[#Nous avons vu] Shifting Baselines. Les seuils de référence bougent, les films restent
Réalisé par Julien Elie, ce documentaire en noir et blanc témoigne avec un recul anthropologique du changement de notre ciel. Des étoiles aux débris de satellites, seul SpaceX sait de quoi l’horizon du futur sera fait.
Écran gris. Pêcheurs. Poissons. Ou plutôt : absence de poissons. Voilà comment démarre Shifting Baselines. À mi-chemin entre documentaire et film dystopique, ce nouveau long-métrage de Julien Elie se tourne vers l’espace. Le réalisateur pose sa caméra sans jugement à Boca Chica, où se trouve la Starbase, la base spatiale de l’entreprise américaine SpaceX. Fervents supporters de la conquête des étoiles ou opposants inquiets présentent leur quotidien dans cette ville texane hors du temps. La nature et la technologie se succèdent, accompagnées par les commentaires d’astrophysiciens sur le sujet.
Laisser parler
Ce qui fait le parti pris de ce film, c’est qu’il ne dit rien. Pas de narration, pas de texte (si ce ne sont des indications géographiques) à l’écran. C’est à chacun d’écouter les interlocuteurs, d’entendre les scènes et surtout, de regarder les paysages. À l’issue de la séance, Julien Elie le dit lui-même, il ne veut pas se moquer ou donner une leçon. C’est à nous de tirer nos propres conclusions.
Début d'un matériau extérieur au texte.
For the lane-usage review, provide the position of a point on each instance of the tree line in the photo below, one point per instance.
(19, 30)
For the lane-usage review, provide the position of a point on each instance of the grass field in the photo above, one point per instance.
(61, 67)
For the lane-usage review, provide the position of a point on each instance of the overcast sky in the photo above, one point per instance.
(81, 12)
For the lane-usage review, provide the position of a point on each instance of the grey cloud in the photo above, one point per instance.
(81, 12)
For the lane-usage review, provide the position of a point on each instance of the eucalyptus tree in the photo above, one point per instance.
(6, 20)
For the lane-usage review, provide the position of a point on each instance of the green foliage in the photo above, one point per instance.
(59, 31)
Cela étant, on peut lire entre les lignes. Le noir et blanc, qui devrait lier les images sous une même lumière, ne fait que renforcer la dissonance. Des paysages sublimes, des côtes sauvages, côtoient d’énormes tubes en métal disgracieux et des files interminables de camions. Les contre-plongées sur ces fusées ne font que renforcer l’absurdité de leur présence. En fond de nombreux plans, la starbase est visible, inévitable. Quelques sublimes images montrent le ciel et ses lumières clignotantes qui ont remplacé nos étoiles. Simplement, sans un mot, on comprend que SpaceX, non content de vouloir embêter les planètes voisines, vient aussi salir la nôtre de ses satellites au futur imprévisible.
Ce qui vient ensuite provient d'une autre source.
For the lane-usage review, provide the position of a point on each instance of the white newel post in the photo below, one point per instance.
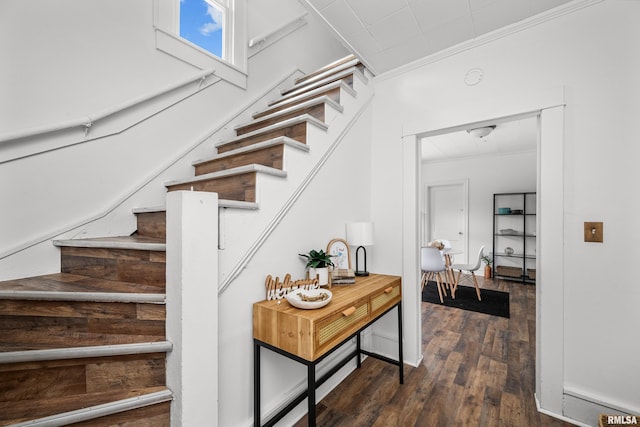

Le son est cependant le meilleur ressort de ce documentaire. La captation est excellente et très pertinente. Toutes les scènes à proximité de la base sont bruyantes. On entend des camions et des voitures passer, des klaxons, des claquements de métal, des paroles d’employés et de visiteurs. Tout comme on ne peut plus voir les étoiles à cause des lumières, on n’entend plus le silence avec tout ce bruit. À l’inverse, les scènes de nature et les plans liés aux oiseaux sont extraordinairement calmes. Il n’y a que le vent et les pépiements des animaux. À cela s’ajoute la musique qui, même sans parole, exprime parfaitement l’atmosphère de la situation. Des mélodies évoquant la tension sont placées sur des scènes en apparence anodines, soulignant que la préoccupation est constante. Et l’explosion fracassante du décollage couvre tout, le bruit, le métal, les gens, les oiseaux, le vent.
Savoir prévoir
D’une certaine façon, ce documentaire contribue à un devoir de mémoire, à un travail anthropologique de conservation. Alors même que le tournage ne remonte qu’à deux ou trois ans, la situation a déjà changé. Sans doute ne verrons-nous pas d’autres images si proches de ces engins, ou en tout cas pas sans échapper à la direction de SpaceX. En effet, Chica Boca n’est plus accessible au public. Le village lui-même a disparu, c’est désormais une ville appartenant à Elon Musk, où les employés ont fini par remplacer les habitants. Les plus grands soutiens de la conquête spatiale ont sans doute eux aussi plié bagage. Peut-être ont-ils compris que le voyage martien ne leur sera jamais destiné, ils ne sont pas milliardaires après tout, ou bien peut-être continuent-ils d’espérer de loin.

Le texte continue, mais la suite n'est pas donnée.